Eva Beaujouan, Vienna Institute of Demography
Caroline Berghammer, WIC/VID/OEAW/University of Vienna

We study the aggregate gap between intended and actual fertility in 20 countries in Europe and the United States, adopting a cohort approach. We compare the mean intended number of children in the early life-course with the completed or almost completed fertility in the same cohorts. We do the same for the share of women intending to be childless. In addition, we analyse the aggregate intentions-fertility gap among women with different educational attainment. Our exploration is informed by the cognitive-social model developed by Bachrach and Morgan (2013).

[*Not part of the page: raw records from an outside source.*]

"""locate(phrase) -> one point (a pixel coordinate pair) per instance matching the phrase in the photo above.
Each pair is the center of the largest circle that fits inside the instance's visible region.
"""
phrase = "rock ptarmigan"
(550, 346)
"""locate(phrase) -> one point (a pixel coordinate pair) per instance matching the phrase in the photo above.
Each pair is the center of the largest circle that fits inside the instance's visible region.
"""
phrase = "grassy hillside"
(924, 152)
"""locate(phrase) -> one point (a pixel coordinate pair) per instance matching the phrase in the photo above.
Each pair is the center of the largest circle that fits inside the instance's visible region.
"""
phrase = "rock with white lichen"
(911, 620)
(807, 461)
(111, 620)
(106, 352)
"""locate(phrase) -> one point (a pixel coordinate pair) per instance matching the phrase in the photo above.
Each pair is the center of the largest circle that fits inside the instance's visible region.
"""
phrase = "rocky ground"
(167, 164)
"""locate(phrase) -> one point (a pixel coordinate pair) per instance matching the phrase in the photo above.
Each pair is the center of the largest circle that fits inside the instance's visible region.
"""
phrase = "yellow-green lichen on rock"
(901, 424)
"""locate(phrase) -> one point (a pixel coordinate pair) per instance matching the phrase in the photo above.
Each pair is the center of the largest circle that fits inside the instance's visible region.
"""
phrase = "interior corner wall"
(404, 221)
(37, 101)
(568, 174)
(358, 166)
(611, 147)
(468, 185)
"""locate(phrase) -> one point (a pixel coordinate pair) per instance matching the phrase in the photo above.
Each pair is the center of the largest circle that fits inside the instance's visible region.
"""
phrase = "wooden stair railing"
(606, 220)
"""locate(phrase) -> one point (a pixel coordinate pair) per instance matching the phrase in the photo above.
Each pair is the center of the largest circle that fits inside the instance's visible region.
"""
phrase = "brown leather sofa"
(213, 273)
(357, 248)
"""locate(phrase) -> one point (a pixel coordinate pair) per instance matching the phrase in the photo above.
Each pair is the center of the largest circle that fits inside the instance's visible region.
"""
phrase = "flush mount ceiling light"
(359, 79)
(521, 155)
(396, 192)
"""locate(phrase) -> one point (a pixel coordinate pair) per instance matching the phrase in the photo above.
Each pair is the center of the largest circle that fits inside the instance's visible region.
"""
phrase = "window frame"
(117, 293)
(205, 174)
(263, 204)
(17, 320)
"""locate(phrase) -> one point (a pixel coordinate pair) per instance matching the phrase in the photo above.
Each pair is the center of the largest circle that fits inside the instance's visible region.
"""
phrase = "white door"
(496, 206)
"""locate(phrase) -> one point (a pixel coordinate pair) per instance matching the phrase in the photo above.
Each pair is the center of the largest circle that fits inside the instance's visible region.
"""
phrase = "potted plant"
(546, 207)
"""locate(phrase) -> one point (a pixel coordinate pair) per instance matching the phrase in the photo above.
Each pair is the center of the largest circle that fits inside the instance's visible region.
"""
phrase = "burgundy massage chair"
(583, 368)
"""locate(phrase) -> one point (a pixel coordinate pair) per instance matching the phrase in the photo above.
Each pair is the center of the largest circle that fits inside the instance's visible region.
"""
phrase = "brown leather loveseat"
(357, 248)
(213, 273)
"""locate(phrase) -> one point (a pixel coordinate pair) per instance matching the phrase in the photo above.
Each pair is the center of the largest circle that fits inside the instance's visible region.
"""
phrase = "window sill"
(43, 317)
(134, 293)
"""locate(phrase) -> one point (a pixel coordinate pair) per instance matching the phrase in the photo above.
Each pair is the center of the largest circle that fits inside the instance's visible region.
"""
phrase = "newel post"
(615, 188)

The analysis of intentions is based on the Fertility and Family Surveys (FFS) (except for the Netherlands and Great Britain) and entails lifetime fertility intentions stated at age 25-29 of women born between 1960 and 1974. In order to compare those with their completed number of children, we use fertility estimates at the end of the reproductive life for the same cohorts. Completed cohort fertility and childlessness indicators were reconstructed from the Human Fertility Database or from data by national statistical offices.

Our paper takes a step forward with respect to earlier works by applying a uniform research design for studying a large number of countries. Single country studies have provided in-depth analyses, but their results cannot be directly compared because they considered different cohorts, measured fertility intentions at different ages and relied on different measures. Also, we adopt an internally consistent and methodologically more rigorous approach than most previous studies that used the difference between future lifetime intentions and period total fertility rate to compute the fertility gap.

The results reveal distinct regional patterns with regard to the completed fertility-intentions gap, most apparent for the childlessness gap. In addition, the gap is the largest among highly educated women in most studied countries and its educational gradient also varies by region.